Thursday, 16 October 2014

Chantico Chocolate Cake

So a while back I persuaded Mike to make a spiced chocolate stout, because as a lover of South American foods, I am heartily sick of chilli chocolate stouts made with raw green chillis or pure capsaicin*.
We based the recipe on Mole Poblano (not mole the burrowing mammal and curse of lawns but mo-ley, a rich paste made from roasted chiles, chocolate, nuts & spices popular in Mexico), crammed it full of roasted Ancho, Pasilla & Mulato chiles, fairtrade cocoa, cinnamon and peppercorns. And its pretty damn good.

 We named it Chantico (pronounced Chan-TEE-co), after the Aztec goddess of home fires & volcanos. Here she is dressed as a red snake with a crown of cactus leaves. She was turned into a dog after eating paprika (so no paprika in our stout!) and had a tendency to go batshit if anyone touched her stuff (and I'm sure we can all appreciate that)
And, aside from drinking it, what better use of a fruity, spicy chocolate stout is there? Making a cake, of course! And not just any old cake, a seriously decadent, damp & slightly bitter cake topped with a foamy head.

Chantico Chocolate Cake

For The Cake
250g butter
200g plain chocolate
300g demerara sugar
250ml chantico (or any well flavoured stout)
300g plain flour
50g cocoa
2 eggs
2tsp baking powder

For The Topping
300g Mascarpone
100ml double cream
150g icing sugar

You'll also need a 23cm springform cake tin

Preheat the oven to 180C/G4. Throw the butter, stout (there will be half a bottle left, better drink it!) & plain chocolate in a large pan & put over a low heat until the butter & chocolate melts. Resist the urge to just drink the mix. Remove from the heat, add the sugar & stir. Leave to cool for a few minutes and whisk in the eggs and cocoa powder. Add the flour & baking powder & mix well. If the mix is a little stiff add a splash of stout (if you've drunk all the stout milk will do). Pour into the cake tin & bake for 45 minutes to 1 hour, until it is firm to the touch and a skewer stabbed into the centre (if you favour the Vlad the Impaler approach to cake making) comes out clean. Leave to cool in the tin & turn out.
For the topping, whip the cream to stiff peaks. In a separate bowl whisk the mascarpone, then add the icing sugar 50g at a time (you might want to sieve the icing sugar if its a bit lumpy). Fold in the whipped cream & spread over the cake to give it a creamy, foamy head.
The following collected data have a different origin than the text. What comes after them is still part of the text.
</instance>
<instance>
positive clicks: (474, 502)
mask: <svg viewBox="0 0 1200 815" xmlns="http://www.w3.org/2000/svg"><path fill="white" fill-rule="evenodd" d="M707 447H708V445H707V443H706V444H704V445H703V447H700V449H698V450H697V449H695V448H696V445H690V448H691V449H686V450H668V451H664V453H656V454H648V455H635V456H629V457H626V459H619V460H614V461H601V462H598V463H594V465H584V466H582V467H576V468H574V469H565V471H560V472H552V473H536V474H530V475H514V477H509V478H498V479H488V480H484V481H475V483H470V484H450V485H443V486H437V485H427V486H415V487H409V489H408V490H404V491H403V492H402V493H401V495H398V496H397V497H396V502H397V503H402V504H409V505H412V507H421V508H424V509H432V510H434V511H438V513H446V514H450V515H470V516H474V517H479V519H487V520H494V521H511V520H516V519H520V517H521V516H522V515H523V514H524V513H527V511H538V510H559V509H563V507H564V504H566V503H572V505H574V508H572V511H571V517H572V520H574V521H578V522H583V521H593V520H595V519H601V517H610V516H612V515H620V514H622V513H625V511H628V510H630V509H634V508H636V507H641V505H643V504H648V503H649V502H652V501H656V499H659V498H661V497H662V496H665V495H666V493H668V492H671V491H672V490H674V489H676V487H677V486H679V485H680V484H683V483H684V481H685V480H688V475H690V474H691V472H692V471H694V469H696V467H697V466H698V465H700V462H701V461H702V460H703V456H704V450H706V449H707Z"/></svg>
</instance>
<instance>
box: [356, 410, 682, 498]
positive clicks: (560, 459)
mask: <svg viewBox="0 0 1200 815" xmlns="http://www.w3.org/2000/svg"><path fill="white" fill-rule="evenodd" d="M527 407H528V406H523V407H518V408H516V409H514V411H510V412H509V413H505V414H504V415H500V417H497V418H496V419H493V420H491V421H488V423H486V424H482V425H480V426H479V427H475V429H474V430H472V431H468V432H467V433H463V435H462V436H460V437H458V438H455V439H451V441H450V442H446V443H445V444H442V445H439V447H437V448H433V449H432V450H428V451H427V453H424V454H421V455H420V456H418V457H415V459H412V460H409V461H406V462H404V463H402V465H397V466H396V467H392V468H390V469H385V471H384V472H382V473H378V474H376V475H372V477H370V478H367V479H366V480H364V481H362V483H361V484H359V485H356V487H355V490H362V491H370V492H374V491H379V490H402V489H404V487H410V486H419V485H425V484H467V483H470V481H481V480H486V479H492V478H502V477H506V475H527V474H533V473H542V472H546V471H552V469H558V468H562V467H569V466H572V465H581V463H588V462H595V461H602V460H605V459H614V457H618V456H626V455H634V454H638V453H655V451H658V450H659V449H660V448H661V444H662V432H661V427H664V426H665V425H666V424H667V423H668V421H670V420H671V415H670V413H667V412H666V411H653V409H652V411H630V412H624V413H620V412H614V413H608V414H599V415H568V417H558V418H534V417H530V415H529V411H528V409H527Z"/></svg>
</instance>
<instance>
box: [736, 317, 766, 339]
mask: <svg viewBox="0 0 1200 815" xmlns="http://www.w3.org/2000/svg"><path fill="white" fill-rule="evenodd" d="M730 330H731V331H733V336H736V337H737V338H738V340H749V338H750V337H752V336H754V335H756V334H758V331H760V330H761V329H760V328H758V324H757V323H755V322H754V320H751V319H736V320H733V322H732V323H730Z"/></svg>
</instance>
This works just as well as a filling, if you want a sandwich cake. Divide the mixture between two 23cm springform cake tins & bake for 25-30 minutes.
This recipe also works really well with Belgian fruit beers like Kriek (lambic cherry beer) or with a strong old ale.

*Wow, it must have taken you 8 seconds to come up with that. May Quetzalcoatl fly out of the sun and punch you in the throat. And also eat you.